As an analyst with a major metropolitan public transportation agency, you are tasked with monitoring data about passengers on all modes of transport provided by the agency. Since you know SQL, you would like to run a SQL query using Cloud Dataflow. What command allows you to run a SQL query and write results to a BigQuery table? (Assume all need parameters will be specified). A. gcloud bigquery sql query B. gcloud dataflow sql query C. bq bigquery sql query D. bq dataflow sql query
B The correct answer is gcloud dataflow sql query. Bq is the command line tool for working with BigQuery but this calls for executing a Cloud Dataflow command, which requires a gcloud command. Gcloud bigquery is not a valid GCP command. See https://cloud.google.com/sdk/gcloud/reference/dataflow/sql/query
You have been asked to help diagnose a deep learning neural network that has been trained with a large dataset over hundreds of epochs but the accuracy, precision, and recall are below the levels required on both training and test data sets. You start by reviewing the features and see all the features on numeric. Some are on the scale of 0 to 1, some are on the scale of 0 to 100, and several are on the scale of 0 to 10,000. What feature engineering technique would you use and why? A. Regularization, to map all features to the same 0 to 1 scale B. Normalization, to map all features to the same 0 to 1 scale C. Regularization, to reduce the amount of information captured in the model D. Backpropagation to reduce the amount of information captured in the model
B The correct answer is normalization, to map all features to the same 0 to 1 scale. Regularization is a technique used to reduce the amount of information captured by a model to prevent overfitting. The model is not overfitting because it performs poorly on training data. Regularization does not map values to a 0 to 1 scale. Backpropagation is used to calculate the gradient in neural network learning, not for reducing the amount of information captured in a model.
You have concluded that symbolic machine learning algorithms will not perform well on a classification problem. You have decided to build a model based on a deep learning network. Several features are categorical variables with 3 to 7 distinct values each. How would you represent these features when presenting data to the network? A. Feature cross B. One-hot encoding C. Regression D. Standardization
B The correct answer is one-hot encoding is used to represent categorical features in deep learning models. Feature cross is used to create additional features from other features but does not specify a particular representation. Regression is a type of machine learning problem. Standardization is a technique applied to numeric data, not categorical data.

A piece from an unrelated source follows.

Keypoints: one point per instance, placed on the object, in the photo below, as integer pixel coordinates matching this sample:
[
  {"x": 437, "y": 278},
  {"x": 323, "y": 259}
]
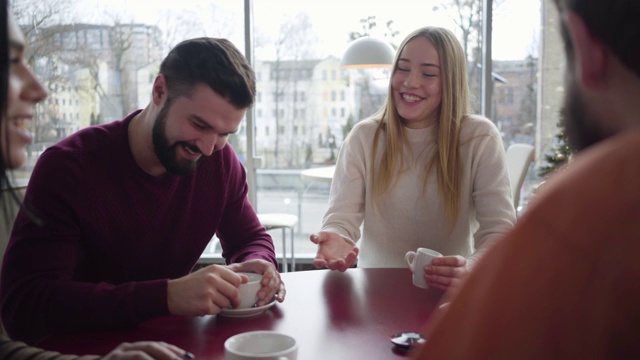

You are training a deep learning neural network. You are using gradient descent to find optimal weights. You want to update the weights after each instance is analyzed. Which type of gradient descent would you use? A. Batch gradient descent B. Stochastic gradient descent C. Mini-batch gradient descent D. Max-batch gradient descent
B The correct answer is stochastic gradient descent because it updates after each instance is analyzed. Batch gradient descent is incorrect because it updates after processing the entire training set. Mini-batch is incorrect because it updates after multiple instances. (The number of instances is less than the number of instances in the training set.) Max-batch gradient descent is not the name of a form of gradient descent.